Еда очень даже вкусная, но в глотку не лезла… А напиться, наоборот, хотелось просто в лохмуты. Еще одной отсадки в секретной тюрьме контрразведки мне не выдержать. Особенно если меня контрики Эликой с сыном шантажировать начнут. Сразу подпишусь, что я гондурасский шпион. Путь потом они по местному глобусу Гондурас чешут до посинения.
— Ой! Да как же это… Ваша милость… Вы же королевский адъютант? — смутилась женщина.
— И что из того, бабонька? — возразил я, несколько теряя дикцию и координацию. — Война когда-нибудь закончится, демобилизуюсь и снова стану деревенским кузнецом, — покривил я душой, рисуясь, потому как нащупал уже в этом мире свой промывочный тазик на золотой россыпи технических идей. Кто ж от такого заработка добровольно отказывается?
Тут пока такой период жизни, что инженеры фонтанируют самыми разнообразными идеями. Мало того, поголовно пытаются воплотить их в металл. Часто даже за свои деньги и весьма экзотическими способами. А я таки просто знаю, что в итоге приживется. Послезнание называется. Мой выигрышный билет и мое проклятие.
Давно я так не сидел душевно в хорошей компании. Остатний раз как домой после дембеля вернулся. Из Российской еще армии…
— Черный во-о-о-орон, что ты вье-о-о-ошься… да над моею-у-у-у голово-о-о-о-о-о-ой. А ты добы-ы-ы-ычи не дождешься… Черный во-о-о-орон, я не твой, — затянул я под настроение.
— Это на каковском языке? — спросил икнувший Шпрок. — На рецкий вроде не похоже?
— На нашем… На горском… — ответил я и прекратил петь, обломался.
Вот так и прокалываются Штирлицы, блин… на буденновке и на волочащемся по мостовой парашюте. А Шпрок клятый кайфолом…
— Давай я тебя спать отведу, — встал Эллпе и заботливо взял меня за плечи. — Тебе не помешает.
После совещания майор Многан энергично закрутил многоплановую перекрестную операцию по прикрытию наших задниц. Опыт — великая вещь! Его не пропьешь и не потеряешь.
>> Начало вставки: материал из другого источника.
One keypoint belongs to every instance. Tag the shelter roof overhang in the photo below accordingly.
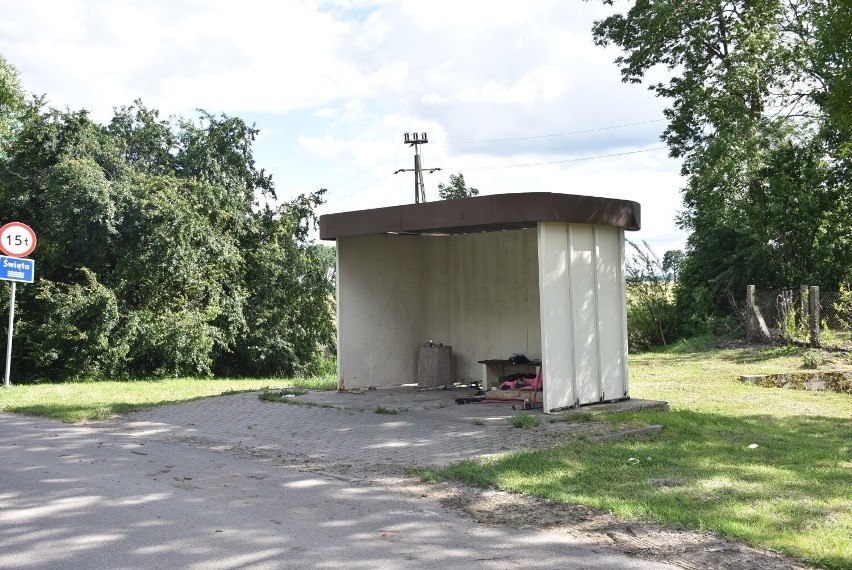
(499, 212)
Для начала обвешковали место происшествия и по вешкам пустили красный шнур для заметности. Запретная зона, так сказать.
Потом мишенная команда разбрелась по полю и где находила хоть самый малый фрагмент злосчастной пушки, втыкала рядом с ним вешку с красной тряпкой, ничего не трогая. Пусть инженеры потом голову ломают, почему колесо от пушки улетело на двести метров. А где находился фрагмент от тел несчастных канониров, то вешка втыкалась с желтой тряпкой.
Одновременно фельдшер составлял протокол телесных повреждений погибших, а погиб весь расчет — шесть канониров и техник-испытатель с завода. Троих вообще ложками в котелки собирали. Протокол такой велся на все случаи жизни со схемой, откуда и куда летели те поражающие элементы, которые привели к смерти солдат.